"J'appelle à un front commun anti-austérité"
Interview publiée dans le journal l'Humanité Dimanche du 13 au 19 septembre 2012.
La session extraordinaire du Parlement vient de s’ouvrir. Alors que la droite et le patronat pèsent de tout leur poids pour empêcher tout changement et que le président vient d’annoncer 2 ans de diète sociale, le Front de gauche ne renonce pas à influencer les décisions gouvernementales. André Chassaigne, président du groupe de la Gauche démocrate et républicaine (GDR) et chef de file des députés du Front de gauche, en appelle au rassemblement pour sortir de l’austérité et redresser la France.
Humanité Dimanche. Quel bilan tirez-vous des premiers mois du gouvernement de François Hollande et Jean-Marc Ayrault ?

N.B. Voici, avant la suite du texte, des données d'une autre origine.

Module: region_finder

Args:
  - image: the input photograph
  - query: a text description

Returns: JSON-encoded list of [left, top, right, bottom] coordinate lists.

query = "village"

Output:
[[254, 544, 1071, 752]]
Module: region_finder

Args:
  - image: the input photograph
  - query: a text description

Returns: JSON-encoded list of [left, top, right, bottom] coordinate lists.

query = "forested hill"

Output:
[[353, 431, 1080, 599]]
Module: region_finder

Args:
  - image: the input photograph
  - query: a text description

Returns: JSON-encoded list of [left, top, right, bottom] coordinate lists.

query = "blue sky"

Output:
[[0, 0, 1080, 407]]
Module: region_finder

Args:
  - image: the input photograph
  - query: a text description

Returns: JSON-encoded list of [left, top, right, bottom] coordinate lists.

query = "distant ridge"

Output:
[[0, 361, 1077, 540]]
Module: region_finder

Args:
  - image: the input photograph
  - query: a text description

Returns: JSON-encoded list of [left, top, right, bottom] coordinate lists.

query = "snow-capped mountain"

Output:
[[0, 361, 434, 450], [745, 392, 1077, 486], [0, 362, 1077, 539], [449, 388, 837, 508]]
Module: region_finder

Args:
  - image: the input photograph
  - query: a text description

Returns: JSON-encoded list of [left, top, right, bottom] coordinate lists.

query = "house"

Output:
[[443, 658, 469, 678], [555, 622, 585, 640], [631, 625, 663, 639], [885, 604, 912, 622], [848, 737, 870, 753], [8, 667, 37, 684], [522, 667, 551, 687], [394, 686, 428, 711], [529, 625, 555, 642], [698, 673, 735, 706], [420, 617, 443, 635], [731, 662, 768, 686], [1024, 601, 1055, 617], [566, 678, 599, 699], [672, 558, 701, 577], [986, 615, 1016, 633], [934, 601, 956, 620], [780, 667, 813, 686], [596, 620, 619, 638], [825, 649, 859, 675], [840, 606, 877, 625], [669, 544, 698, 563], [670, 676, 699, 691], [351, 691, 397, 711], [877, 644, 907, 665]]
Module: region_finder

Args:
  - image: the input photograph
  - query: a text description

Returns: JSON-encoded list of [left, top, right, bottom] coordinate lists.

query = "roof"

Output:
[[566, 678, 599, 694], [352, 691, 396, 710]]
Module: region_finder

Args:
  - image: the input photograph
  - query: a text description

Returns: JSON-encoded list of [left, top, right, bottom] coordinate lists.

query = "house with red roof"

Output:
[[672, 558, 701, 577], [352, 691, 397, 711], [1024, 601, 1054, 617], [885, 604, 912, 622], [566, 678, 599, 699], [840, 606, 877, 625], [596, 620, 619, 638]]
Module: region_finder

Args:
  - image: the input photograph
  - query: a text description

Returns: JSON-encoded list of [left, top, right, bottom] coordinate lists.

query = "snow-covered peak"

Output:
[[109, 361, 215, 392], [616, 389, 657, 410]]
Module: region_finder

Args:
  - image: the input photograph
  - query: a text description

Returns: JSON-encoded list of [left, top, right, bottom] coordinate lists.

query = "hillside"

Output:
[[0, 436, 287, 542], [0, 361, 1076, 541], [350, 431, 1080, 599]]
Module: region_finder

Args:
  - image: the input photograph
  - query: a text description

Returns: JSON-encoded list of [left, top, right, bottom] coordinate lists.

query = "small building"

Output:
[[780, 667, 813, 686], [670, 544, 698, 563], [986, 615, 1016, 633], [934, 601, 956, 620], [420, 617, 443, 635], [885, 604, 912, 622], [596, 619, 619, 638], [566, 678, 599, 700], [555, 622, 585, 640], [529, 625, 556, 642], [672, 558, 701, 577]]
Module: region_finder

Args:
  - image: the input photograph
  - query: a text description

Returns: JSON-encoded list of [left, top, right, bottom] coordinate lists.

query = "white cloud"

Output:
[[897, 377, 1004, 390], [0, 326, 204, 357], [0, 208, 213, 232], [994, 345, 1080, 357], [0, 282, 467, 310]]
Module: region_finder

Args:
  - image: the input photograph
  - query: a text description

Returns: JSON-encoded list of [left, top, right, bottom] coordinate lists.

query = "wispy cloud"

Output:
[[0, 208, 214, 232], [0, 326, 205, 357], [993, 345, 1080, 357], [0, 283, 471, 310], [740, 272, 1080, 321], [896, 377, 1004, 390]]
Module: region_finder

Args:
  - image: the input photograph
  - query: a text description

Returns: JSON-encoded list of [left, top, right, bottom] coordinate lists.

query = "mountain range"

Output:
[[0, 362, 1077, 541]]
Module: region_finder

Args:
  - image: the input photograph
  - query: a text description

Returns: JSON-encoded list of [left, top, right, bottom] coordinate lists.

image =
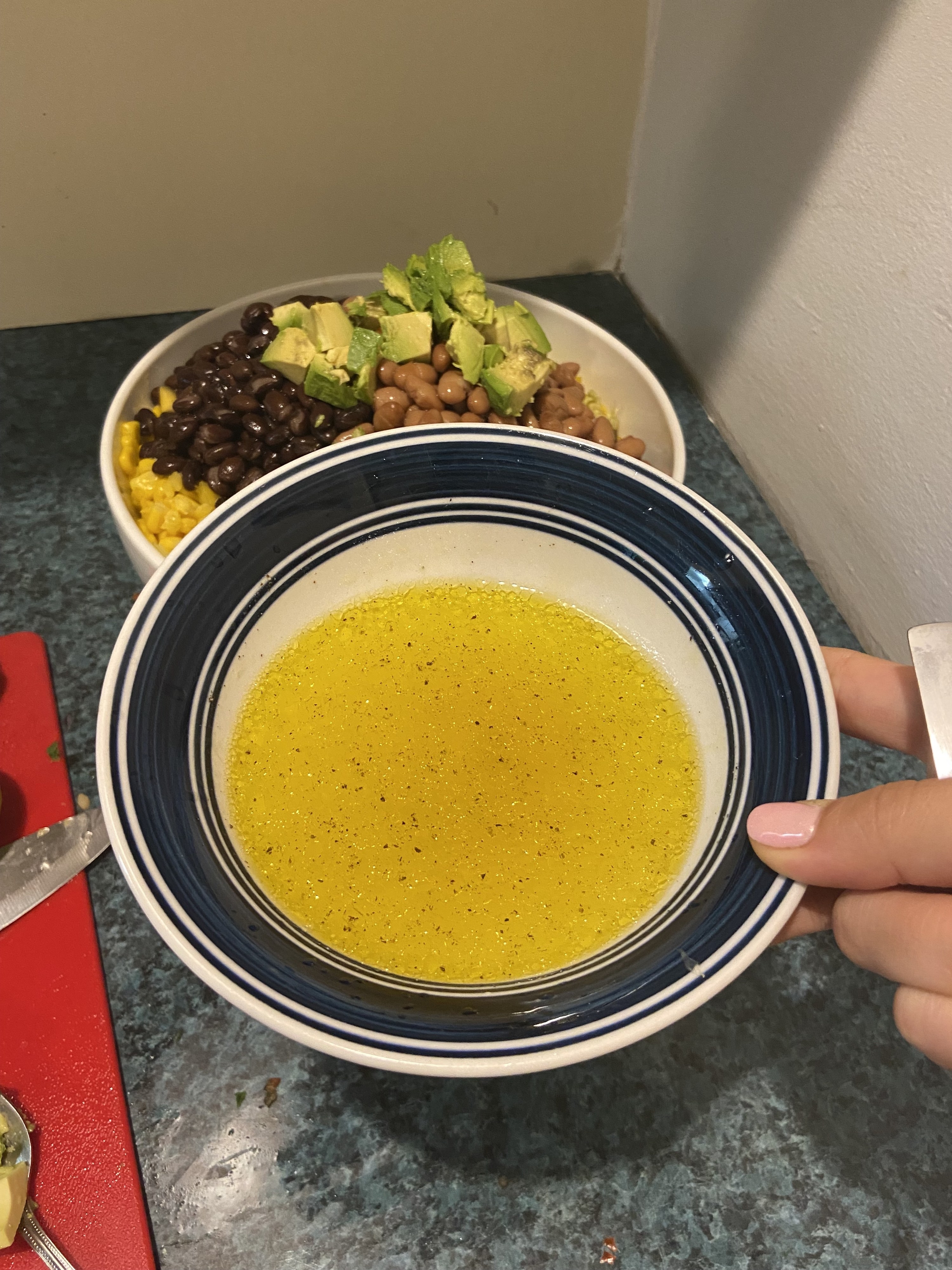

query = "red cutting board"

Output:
[[0, 631, 155, 1270]]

ANDRÉ CHASSAIGNE. Le bilan est fonction du rapport des forces dans l’ensemble du pays. Le constat que je fais, que ce soit à l’Assemblée nationale avec une droite radicalisée, ou dans l’ensemble de la société avec les forces réactionnaires, notamment le MEDEF, c’est une mobilisation de grande ampleur pour bloquer le changement. En début de mandature, on a assisté aux envolées d’anciens ministres, qui tentaient, avec un culot extraordinaire, d’apparaître vierges de toutes responsabilités, avec un seul objectif : faire pression et créer un rapport de forces pour qu’on ne s’attaque pas à l’argent. On l’a vu aussi avec l’université d’été d’un MEDEF ultra mobilisé, qui monte très fortement au créneau pour défendre ses intérêts : dividendes versés aux actionnaires, rémunérations exorbitantes des grands patrons, alibi de la compétitivité pour remettre en cause le droit du travail, avec la faiblesse des investissements productifs qui en découlent. Face à cela, la session parlementaire de juillet a permis de voter des premières mesures qui étaient incontournables et qui vont dans le bon sens pour répondre au désir de changement. Mais ces mesures restent modestes au regard des enjeux. Certes, tout ne peut pas être fait en un mois mais le sens donné à une politique dès les premières semaines est un indicateur de la détermination du gouvernement à agir dans le sens des intérêts de classe. Souvenons-nous comment Nicolas Sarkozy avait immédiatement donné des gages aux forces de l’argent en faisant voter la loi TEPA dès le mois suivant les législatives en 2007. L’enjeu aujourd’hui est de savoir si la politique gouvernementale va se mettre à la hauteur de la situation en s’attaquant au système financier qui a coulé les finances publiques de notre pays. Ne nous laissons pas impressionner par le milliardaire Arnault et ses amis. Ils doivent leurs milliards au travail des ouvriers, des employés, des cadres, des chercheurs, formés dans nos écoles et universités, et donc à l’État, à la communauté nationale qui leur a permis de se développer. Il faut les contraindre à payer dans l’intérêt de notre pays en quête de ressources. Changer la fi scalité est une urgence, nous y travaillons.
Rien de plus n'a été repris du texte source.